Takeko chuckles as she tells us, “After the ‘Kyorei Kai’ Cattle Show, people called to congratulate me on the award. I was absolutely taken aback because I little expected that it would turn out that way.” The Kobe beef that she’d submitted for judging had been ranked A5-12—an outstanding achievement.
Takeko learnt how to look after cows the traditional way by looking and imitating while helping her late husband raise beef cows, the business that he started about 20 years ago. She recalls that, at around this time, her husband was given a lot of wooden telephone poles that were no longer needed as a result of the country-wide switchover to concrete poles, and used these to build the cowshed single-handedly. Her husband, too, was well-known in the local community as a producer of fine-quality beef. She is often complimented that “Grandpa is probably happy in Heaven to see grandma winning the prize he was unable to win.”
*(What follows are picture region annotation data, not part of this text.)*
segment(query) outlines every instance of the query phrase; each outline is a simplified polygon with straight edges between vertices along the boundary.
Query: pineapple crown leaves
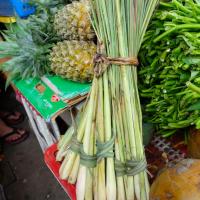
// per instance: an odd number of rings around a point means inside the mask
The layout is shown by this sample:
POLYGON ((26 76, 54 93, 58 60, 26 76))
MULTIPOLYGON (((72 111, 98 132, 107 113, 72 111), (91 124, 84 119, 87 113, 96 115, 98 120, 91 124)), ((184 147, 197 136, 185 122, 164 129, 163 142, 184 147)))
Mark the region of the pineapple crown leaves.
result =
POLYGON ((34 42, 26 23, 18 21, 16 25, 4 31, 5 42, 0 45, 0 58, 11 57, 0 69, 8 72, 10 80, 17 78, 40 77, 49 73, 48 54, 52 44, 40 45, 34 42))

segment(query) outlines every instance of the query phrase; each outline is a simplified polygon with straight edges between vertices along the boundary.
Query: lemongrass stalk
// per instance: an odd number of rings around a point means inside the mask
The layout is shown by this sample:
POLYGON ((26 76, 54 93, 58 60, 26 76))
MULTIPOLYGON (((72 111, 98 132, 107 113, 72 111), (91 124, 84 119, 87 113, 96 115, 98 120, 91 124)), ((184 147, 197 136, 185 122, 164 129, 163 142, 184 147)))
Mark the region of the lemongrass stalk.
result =
MULTIPOLYGON (((130 149, 130 140, 128 135, 128 120, 126 118, 126 112, 125 112, 125 105, 124 105, 124 98, 122 96, 121 100, 121 114, 122 114, 122 121, 124 125, 124 138, 125 138, 125 159, 130 160, 131 159, 131 149, 130 149)), ((126 185, 126 199, 127 200, 134 200, 135 199, 135 188, 134 188, 134 179, 132 176, 127 176, 125 178, 125 185, 126 185)))
MULTIPOLYGON (((97 110, 97 135, 96 138, 99 142, 105 142, 104 133, 104 114, 103 114, 103 87, 102 78, 99 78, 99 95, 98 95, 98 110, 97 110)), ((105 159, 98 162, 97 165, 97 176, 95 177, 97 184, 97 199, 106 200, 106 180, 105 180, 105 159)))
MULTIPOLYGON (((87 121, 87 117, 88 117, 88 107, 86 107, 85 112, 84 112, 84 117, 80 120, 80 124, 78 126, 77 129, 77 140, 79 142, 82 142, 83 136, 84 136, 84 131, 85 131, 85 126, 86 126, 86 121, 87 121)), ((68 161, 65 160, 64 163, 61 164, 60 170, 59 170, 59 174, 61 179, 63 180, 67 180, 70 173, 72 172, 73 169, 73 165, 74 162, 77 158, 77 153, 71 151, 70 149, 69 151, 69 156, 68 156, 68 161)))
MULTIPOLYGON (((115 157, 118 160, 120 160, 119 151, 120 150, 119 150, 118 141, 115 140, 115 157)), ((116 179, 117 179, 117 199, 126 200, 123 176, 118 176, 116 179)))
MULTIPOLYGON (((107 72, 103 76, 104 83, 104 119, 105 119, 105 140, 109 141, 112 138, 111 129, 111 104, 108 86, 108 75, 107 72)), ((115 168, 114 159, 106 158, 106 196, 107 200, 116 200, 116 179, 115 179, 115 168)))
MULTIPOLYGON (((95 101, 95 103, 96 102, 97 101, 95 101)), ((95 115, 93 116, 93 121, 92 121, 92 129, 91 129, 90 144, 89 144, 89 155, 94 155, 95 117, 96 117, 96 111, 95 111, 95 115)), ((93 200, 93 179, 94 179, 94 169, 87 168, 87 176, 86 176, 87 187, 85 189, 85 199, 88 199, 88 200, 93 200)))
POLYGON ((76 183, 77 176, 78 176, 78 171, 79 171, 79 166, 80 166, 80 156, 77 155, 76 159, 74 161, 72 170, 71 170, 71 172, 69 174, 69 177, 68 177, 68 182, 69 183, 71 183, 71 184, 75 184, 76 183))
MULTIPOLYGON (((86 121, 85 126, 85 133, 83 138, 83 150, 86 154, 90 155, 90 142, 91 142, 91 130, 92 130, 92 123, 93 123, 93 113, 94 110, 96 110, 94 107, 96 106, 95 97, 97 95, 96 93, 96 79, 93 81, 92 91, 90 95, 90 99, 88 102, 88 118, 86 121)), ((85 197, 86 192, 86 180, 87 180, 87 173, 88 168, 86 166, 80 165, 79 173, 77 177, 77 184, 76 184, 76 197, 77 200, 83 200, 85 197)))

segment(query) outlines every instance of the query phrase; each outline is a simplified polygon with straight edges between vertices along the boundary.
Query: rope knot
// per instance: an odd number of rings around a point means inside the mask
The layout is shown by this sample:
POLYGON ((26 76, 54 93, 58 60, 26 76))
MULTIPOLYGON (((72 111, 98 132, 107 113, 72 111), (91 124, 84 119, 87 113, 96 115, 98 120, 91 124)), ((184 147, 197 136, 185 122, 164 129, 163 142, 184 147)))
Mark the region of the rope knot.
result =
POLYGON ((130 57, 130 58, 112 58, 107 57, 103 54, 97 53, 94 56, 94 74, 96 77, 100 77, 108 68, 109 65, 119 65, 119 66, 125 66, 125 65, 133 65, 138 66, 139 61, 136 57, 130 57))

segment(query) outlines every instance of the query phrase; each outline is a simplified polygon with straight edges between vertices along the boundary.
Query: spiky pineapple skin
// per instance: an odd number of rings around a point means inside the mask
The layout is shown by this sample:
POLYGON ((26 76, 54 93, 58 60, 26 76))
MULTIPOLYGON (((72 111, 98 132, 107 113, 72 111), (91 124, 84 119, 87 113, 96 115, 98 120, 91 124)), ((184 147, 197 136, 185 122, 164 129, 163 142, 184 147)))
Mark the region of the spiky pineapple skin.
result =
POLYGON ((92 40, 95 37, 89 17, 88 0, 73 1, 57 12, 54 28, 62 39, 92 40))
POLYGON ((69 80, 91 82, 96 45, 92 41, 58 42, 50 54, 51 70, 69 80))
An Abundant Natural Environment and the Power of Love and Affection
In fact, a little before this 160th “Kyorei Kai” Cattle Show, Takeko had reared two A5 class beef cows for two straight years on the run, which resulted in her being regarded with awe and amazement by those around her. Even so, she still remains the very picture of modesty, and adds “I suppose this was all possible thanks to love and affection, environment and water. Otherwise, what else could an old person such as myself without any skills to mention expect to achieve.”
Water is drawn from underground aquifers deep under Mt. Myogadani-yama. Straw is collected from the local paddy fields. And, the cows are reared in the embrace of Takeko’s warm love and affection in an environment blessed with cool mountain shade from early afternoon onwards even in midsummer. In the case of the prize cows, in particular, Takeko used to enter the stalls in the cowshed every day from around a month before the cattle show to actually touch them and to communicate and share her feelings with them. Her family was worried that she might be kicked by the cows and tried to put a stop to this. But, Takeko says, “They love it if I stroke or scratch their backs, and play up to me as if to ask for more.”
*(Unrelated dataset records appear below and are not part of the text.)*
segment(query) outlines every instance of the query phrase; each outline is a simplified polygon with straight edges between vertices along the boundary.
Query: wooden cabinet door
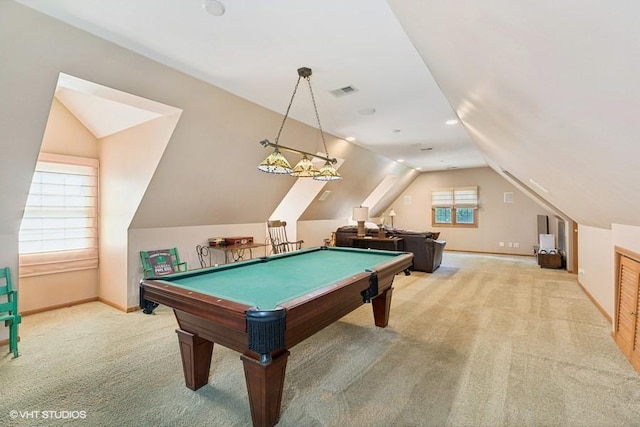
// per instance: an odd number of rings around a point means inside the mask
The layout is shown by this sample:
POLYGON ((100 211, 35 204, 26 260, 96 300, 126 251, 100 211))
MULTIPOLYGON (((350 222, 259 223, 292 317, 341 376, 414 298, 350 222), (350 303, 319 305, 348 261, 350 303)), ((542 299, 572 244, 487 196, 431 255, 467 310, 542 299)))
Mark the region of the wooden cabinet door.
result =
POLYGON ((631 364, 640 370, 640 262, 621 256, 619 272, 615 340, 631 364))

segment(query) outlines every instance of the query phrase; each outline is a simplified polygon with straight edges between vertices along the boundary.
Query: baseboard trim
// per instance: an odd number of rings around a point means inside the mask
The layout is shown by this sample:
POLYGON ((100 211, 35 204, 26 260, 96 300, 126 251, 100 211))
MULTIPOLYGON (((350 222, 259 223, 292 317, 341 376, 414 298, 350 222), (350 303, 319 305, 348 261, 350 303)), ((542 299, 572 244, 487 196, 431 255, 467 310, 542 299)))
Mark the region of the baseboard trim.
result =
POLYGON ((535 257, 533 254, 512 254, 507 252, 487 252, 487 251, 470 251, 467 249, 444 249, 445 252, 458 252, 458 253, 470 253, 470 254, 484 254, 484 255, 506 255, 506 256, 526 256, 535 257))
POLYGON ((101 303, 103 303, 105 305, 108 305, 109 307, 113 307, 116 310, 120 310, 120 311, 124 311, 125 313, 129 313, 129 311, 127 310, 126 307, 118 305, 115 302, 109 301, 109 300, 101 298, 101 297, 98 297, 98 301, 100 301, 101 303))
POLYGON ((582 283, 580 283, 580 279, 578 279, 578 285, 582 289, 582 292, 584 292, 584 294, 591 300, 593 305, 596 306, 596 308, 598 309, 600 314, 602 314, 604 316, 604 318, 607 319, 607 322, 609 322, 609 324, 613 325, 613 320, 611 319, 611 316, 609 316, 609 313, 607 313, 604 310, 604 308, 602 308, 602 306, 598 303, 598 301, 596 301, 596 299, 593 297, 593 295, 591 295, 591 293, 587 290, 587 288, 585 288, 582 285, 582 283))
POLYGON ((29 316, 31 314, 43 313, 45 311, 57 310, 59 308, 73 307, 74 305, 86 304, 88 302, 93 302, 93 301, 98 301, 98 297, 87 298, 87 299, 78 300, 78 301, 72 301, 72 302, 67 302, 67 303, 64 303, 64 304, 50 305, 48 307, 36 308, 34 310, 21 311, 20 314, 23 315, 23 316, 29 316))

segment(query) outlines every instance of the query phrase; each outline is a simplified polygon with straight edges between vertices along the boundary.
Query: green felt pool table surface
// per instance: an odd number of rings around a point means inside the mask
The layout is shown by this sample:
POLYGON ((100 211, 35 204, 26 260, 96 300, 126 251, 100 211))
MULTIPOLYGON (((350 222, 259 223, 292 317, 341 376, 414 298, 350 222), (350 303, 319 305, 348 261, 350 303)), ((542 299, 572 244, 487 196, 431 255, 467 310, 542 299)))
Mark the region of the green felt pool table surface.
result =
POLYGON ((164 276, 173 286, 271 310, 398 257, 391 251, 328 248, 164 276))

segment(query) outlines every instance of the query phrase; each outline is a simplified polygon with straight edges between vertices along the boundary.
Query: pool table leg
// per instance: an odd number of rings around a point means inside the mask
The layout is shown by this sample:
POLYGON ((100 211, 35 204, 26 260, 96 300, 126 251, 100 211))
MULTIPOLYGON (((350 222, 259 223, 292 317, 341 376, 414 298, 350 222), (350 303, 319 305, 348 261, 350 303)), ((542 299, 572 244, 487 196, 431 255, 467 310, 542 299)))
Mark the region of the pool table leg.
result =
POLYGON ((386 328, 389 324, 392 293, 393 288, 389 288, 371 300, 371 306, 373 307, 373 320, 375 321, 376 326, 381 328, 386 328))
POLYGON ((284 373, 289 351, 273 356, 268 363, 260 363, 254 357, 240 356, 244 364, 244 377, 249 393, 249 406, 253 425, 272 427, 280 419, 284 373))
POLYGON ((209 382, 213 343, 182 329, 176 329, 176 332, 180 343, 184 381, 188 388, 197 390, 209 382))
“Even my son praises me on how well I can handle the cows, ‘Ma, you always amaze me. When anyone else enters the cowshed, the cows sense this and walk around unsettled and at edge. But when you go up to them, they start to play up to you’”.
Finding a New Purpose in Life in Raising Cattle
Takeko wears her 81 years very lightly. In the fall of last year, she decided to buy and raise two more new calves. “This means that I have to work hard at it for another two more years, doesn’t it!” she says through a big grin. As you would expect, it appears that the exercise she gets by moving around every day to look after her dear cows is the secret to her good health. She also adds that her university student grandson is helping her with work on the farm.
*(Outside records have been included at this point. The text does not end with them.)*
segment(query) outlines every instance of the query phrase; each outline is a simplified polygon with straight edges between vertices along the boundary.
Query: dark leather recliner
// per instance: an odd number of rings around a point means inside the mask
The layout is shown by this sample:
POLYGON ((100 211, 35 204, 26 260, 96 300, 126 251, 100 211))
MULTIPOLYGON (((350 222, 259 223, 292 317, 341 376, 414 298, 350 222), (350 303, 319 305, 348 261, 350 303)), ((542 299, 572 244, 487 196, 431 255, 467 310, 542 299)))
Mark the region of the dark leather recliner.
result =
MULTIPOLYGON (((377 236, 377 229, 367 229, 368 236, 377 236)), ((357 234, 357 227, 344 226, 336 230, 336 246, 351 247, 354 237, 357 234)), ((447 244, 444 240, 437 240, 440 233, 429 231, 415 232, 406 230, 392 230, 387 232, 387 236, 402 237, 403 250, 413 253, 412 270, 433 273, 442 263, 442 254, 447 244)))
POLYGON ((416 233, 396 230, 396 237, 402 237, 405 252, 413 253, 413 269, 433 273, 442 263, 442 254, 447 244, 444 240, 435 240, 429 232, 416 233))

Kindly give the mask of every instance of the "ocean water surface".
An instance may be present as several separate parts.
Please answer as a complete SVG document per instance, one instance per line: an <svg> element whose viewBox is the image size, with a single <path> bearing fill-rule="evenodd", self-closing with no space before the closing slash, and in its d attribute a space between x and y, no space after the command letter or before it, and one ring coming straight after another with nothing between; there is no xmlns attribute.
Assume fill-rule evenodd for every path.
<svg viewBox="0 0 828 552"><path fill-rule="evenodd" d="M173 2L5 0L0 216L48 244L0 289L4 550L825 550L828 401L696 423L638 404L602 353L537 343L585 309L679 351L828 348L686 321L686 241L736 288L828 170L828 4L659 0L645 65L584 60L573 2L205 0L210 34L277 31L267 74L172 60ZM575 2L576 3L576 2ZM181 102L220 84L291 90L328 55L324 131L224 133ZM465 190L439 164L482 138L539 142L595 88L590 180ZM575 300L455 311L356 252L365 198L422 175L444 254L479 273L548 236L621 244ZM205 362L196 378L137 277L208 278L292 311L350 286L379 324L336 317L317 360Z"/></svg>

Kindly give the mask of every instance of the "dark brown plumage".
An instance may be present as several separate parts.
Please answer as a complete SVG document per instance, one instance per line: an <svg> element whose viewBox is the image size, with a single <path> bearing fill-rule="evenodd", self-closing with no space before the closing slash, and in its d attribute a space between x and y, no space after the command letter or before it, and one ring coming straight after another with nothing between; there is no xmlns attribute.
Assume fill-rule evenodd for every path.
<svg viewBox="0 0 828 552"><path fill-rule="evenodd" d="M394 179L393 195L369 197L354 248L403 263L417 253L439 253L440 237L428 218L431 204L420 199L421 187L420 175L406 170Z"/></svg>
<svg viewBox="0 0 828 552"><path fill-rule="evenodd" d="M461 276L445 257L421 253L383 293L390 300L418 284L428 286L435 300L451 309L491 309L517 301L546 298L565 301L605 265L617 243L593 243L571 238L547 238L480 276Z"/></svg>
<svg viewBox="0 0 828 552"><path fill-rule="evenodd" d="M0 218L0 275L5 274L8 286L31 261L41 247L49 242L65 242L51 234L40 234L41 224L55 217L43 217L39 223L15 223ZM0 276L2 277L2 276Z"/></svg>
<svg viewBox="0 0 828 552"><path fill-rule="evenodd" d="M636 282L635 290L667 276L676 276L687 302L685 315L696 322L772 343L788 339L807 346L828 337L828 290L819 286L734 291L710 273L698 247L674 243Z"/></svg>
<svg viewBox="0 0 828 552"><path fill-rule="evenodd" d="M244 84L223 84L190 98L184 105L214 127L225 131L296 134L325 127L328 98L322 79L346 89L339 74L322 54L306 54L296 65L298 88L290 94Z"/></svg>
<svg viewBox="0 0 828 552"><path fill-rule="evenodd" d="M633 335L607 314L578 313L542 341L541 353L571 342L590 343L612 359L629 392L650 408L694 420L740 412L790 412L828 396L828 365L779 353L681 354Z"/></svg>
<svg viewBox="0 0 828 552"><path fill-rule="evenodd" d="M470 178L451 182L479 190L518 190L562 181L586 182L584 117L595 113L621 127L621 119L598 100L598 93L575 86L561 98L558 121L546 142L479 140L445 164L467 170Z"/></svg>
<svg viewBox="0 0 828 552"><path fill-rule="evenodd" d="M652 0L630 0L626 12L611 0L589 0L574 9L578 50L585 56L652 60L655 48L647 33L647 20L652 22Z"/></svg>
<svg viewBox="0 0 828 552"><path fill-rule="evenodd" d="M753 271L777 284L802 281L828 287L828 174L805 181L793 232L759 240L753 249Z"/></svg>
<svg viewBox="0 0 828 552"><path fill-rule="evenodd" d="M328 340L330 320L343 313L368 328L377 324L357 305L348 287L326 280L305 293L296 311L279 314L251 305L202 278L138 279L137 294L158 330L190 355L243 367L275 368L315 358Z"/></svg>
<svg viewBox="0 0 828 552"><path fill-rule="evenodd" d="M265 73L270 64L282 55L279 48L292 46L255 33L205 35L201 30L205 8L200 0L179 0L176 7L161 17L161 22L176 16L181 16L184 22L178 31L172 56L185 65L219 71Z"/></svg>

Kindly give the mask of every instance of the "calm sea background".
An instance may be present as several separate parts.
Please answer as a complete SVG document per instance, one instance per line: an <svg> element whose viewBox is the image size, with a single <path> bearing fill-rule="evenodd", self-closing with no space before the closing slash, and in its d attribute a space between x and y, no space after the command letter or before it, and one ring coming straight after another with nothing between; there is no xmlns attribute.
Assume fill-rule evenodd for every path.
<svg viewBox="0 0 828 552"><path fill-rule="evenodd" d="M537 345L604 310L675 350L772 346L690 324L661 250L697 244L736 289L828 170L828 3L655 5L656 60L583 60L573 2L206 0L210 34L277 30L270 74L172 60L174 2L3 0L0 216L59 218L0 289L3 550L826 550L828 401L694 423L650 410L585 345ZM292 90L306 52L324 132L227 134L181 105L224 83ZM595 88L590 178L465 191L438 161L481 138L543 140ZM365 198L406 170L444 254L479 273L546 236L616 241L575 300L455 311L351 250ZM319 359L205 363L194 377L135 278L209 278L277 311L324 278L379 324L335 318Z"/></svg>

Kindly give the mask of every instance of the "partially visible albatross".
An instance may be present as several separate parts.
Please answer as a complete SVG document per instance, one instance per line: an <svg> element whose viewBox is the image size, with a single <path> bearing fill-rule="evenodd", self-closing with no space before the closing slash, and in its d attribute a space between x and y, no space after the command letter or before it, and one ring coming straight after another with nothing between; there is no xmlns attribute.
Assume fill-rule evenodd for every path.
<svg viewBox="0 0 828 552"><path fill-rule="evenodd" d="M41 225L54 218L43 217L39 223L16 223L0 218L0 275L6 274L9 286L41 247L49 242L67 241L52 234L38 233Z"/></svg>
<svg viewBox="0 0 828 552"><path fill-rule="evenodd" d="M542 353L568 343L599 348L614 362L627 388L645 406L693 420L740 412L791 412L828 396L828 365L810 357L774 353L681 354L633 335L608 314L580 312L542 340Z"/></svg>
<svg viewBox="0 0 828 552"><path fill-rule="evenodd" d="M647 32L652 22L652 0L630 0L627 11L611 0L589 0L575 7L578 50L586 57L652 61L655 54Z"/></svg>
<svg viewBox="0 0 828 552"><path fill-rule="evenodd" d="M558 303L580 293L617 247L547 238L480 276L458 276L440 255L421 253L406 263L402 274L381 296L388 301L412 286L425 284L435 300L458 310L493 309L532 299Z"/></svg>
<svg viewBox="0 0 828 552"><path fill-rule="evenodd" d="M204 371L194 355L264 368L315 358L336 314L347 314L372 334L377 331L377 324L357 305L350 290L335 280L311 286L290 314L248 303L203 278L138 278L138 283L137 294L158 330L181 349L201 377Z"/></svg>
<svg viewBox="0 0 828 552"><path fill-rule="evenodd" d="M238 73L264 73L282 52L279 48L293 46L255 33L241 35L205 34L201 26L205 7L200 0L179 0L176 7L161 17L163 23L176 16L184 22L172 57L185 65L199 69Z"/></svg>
“Grandpa used to sit him on the farm machinery when he was a little lad in elementary school, and always took him wherever he went saying that this was how he should start to be taught. Now, he’s grown up and helping me out a lot.” Takeko’s grandson, her pride and joy, made a sign for the Fukui Farm. From where that sign stands, rearing another champion cow now seems less of an idle fancy.
Takeko’s bashful, sweet smiling face leaves us all with a lasting impression. The mild disposition of all of her cows is without doubt due to her love and compassion.